The Australian Newspaper's Research Magazine named Mansouri as Australia’s Top Researcher in Human Migration in 2024
and 2025.

==Selected publications==

- Mansouri, F (2023). The Global Politics of Forced Migration: An Australian Perspective.

- Elias, A, Mansouri, F & Paradies Y (2021). Racism in Australia Today.

- Mansouri, F & Keskin Z. (eds.) (2019). Contesting the Theological Foundations of Islamism and Violent Extremism.
- Mansouri, F (ed.) (2017). Interculturalism at the Crossroads: Comparative perspectives on concepts, policies and practices.
- Tittensor, D & Mansouri, F (eds.) (2017). The Politics of Women and Migration in the Global South.
- Mansouri, F (ed.) (2015). Cultural, Religious and Political Contestations: The Multicultural Challenge.
- Mansouri, F & de B’beri B.E (eds.) (2014). Global Perspectives on the Politics of Multiculturalism in the 21st Century: A Case Study Analysis
- Isakhan, B, Mansouri, F & Akbarzadeh S. (eds.) (2012). The Arab Revolutions in Context: Civil Society and Democracy in a Changing Middle East.
- Mansouri, F & Marotta V. (eds.) (2012). Muslims in the West and the challenges of belonging.

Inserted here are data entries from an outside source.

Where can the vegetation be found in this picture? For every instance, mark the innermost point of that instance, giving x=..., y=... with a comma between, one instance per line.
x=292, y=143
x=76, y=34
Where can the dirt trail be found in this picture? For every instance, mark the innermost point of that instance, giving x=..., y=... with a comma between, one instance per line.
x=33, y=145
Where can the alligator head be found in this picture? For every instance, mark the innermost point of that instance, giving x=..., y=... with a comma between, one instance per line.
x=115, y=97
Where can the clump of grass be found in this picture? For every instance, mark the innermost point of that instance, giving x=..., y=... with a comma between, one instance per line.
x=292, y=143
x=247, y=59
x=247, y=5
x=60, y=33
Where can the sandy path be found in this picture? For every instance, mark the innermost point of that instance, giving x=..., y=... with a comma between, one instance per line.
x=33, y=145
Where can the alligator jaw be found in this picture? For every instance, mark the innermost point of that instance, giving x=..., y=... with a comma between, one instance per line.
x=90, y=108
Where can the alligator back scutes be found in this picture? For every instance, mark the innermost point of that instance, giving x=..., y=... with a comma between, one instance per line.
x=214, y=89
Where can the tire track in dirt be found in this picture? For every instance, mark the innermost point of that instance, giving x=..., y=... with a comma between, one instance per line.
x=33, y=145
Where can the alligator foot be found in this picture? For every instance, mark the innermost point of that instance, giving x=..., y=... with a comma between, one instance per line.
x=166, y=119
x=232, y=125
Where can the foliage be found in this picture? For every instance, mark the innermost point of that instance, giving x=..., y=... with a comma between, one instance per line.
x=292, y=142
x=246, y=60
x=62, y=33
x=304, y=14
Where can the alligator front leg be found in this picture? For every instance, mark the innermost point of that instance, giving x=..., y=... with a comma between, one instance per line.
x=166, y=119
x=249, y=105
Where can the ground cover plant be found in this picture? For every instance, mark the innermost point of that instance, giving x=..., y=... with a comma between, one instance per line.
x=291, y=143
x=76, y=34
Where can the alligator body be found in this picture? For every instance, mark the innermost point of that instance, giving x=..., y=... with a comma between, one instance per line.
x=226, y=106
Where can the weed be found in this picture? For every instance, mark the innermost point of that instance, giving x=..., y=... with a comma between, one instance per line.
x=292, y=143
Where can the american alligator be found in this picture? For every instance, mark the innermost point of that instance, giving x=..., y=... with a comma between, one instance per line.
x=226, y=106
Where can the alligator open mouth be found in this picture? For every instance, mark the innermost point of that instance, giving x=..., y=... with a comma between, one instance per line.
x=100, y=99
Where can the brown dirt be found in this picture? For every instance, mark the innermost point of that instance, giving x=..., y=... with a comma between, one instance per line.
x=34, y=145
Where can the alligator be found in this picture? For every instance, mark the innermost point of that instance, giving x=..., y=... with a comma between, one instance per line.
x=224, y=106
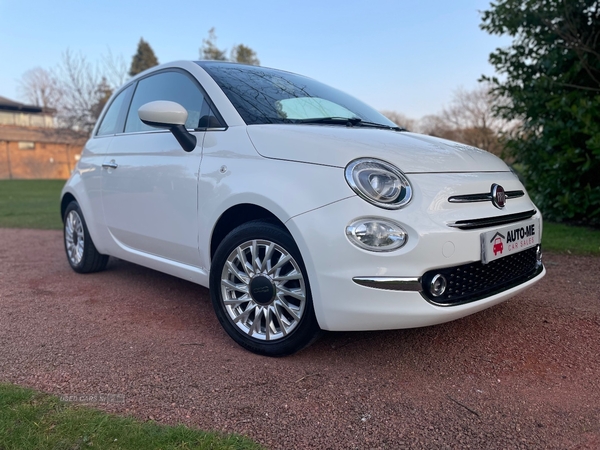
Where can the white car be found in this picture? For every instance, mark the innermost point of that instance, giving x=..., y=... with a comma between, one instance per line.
x=300, y=207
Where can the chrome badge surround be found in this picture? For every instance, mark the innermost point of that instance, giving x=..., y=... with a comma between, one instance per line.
x=498, y=196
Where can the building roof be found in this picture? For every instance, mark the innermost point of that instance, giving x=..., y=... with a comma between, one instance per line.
x=7, y=104
x=45, y=135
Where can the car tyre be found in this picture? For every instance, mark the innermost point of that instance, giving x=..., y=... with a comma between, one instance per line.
x=260, y=291
x=81, y=251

- Mansouri, F (ed.) (2011). Australia and the Middle East: A Front-line Relationship.
- Mansouri, F & Lobo M. (eds.) (2011). Migration, Citizenship and Intercultural Relations: Looking through the Lens of Social Inclusion.
- Mansouri, F, Jenkins, L, Leach, M & Walsh, L (2009). ‘Building bridges: Creating a culture of diversity’
- Mansouri, F (ed.) (2009). Youth identity and migration: culture, values and social connectedness.
- Mansouri, F & Percival-Wood S (2008). Identity, Education and Belonging: Arab Muslim youth in contemporary Australia.
- Akbarzadeh, S & Mansouri, F (eds.) (2007). Islam and Political Violence: Muslim Diaspora and Radicalism in the West.
- Mansouri, F & Akbarzadeh, S (eds.) (2006). Political Islam and Human Security.
- Leach, M. P. & Mansouri, F (2004). Lives in Limbo: Voices of Refugee Under Protection.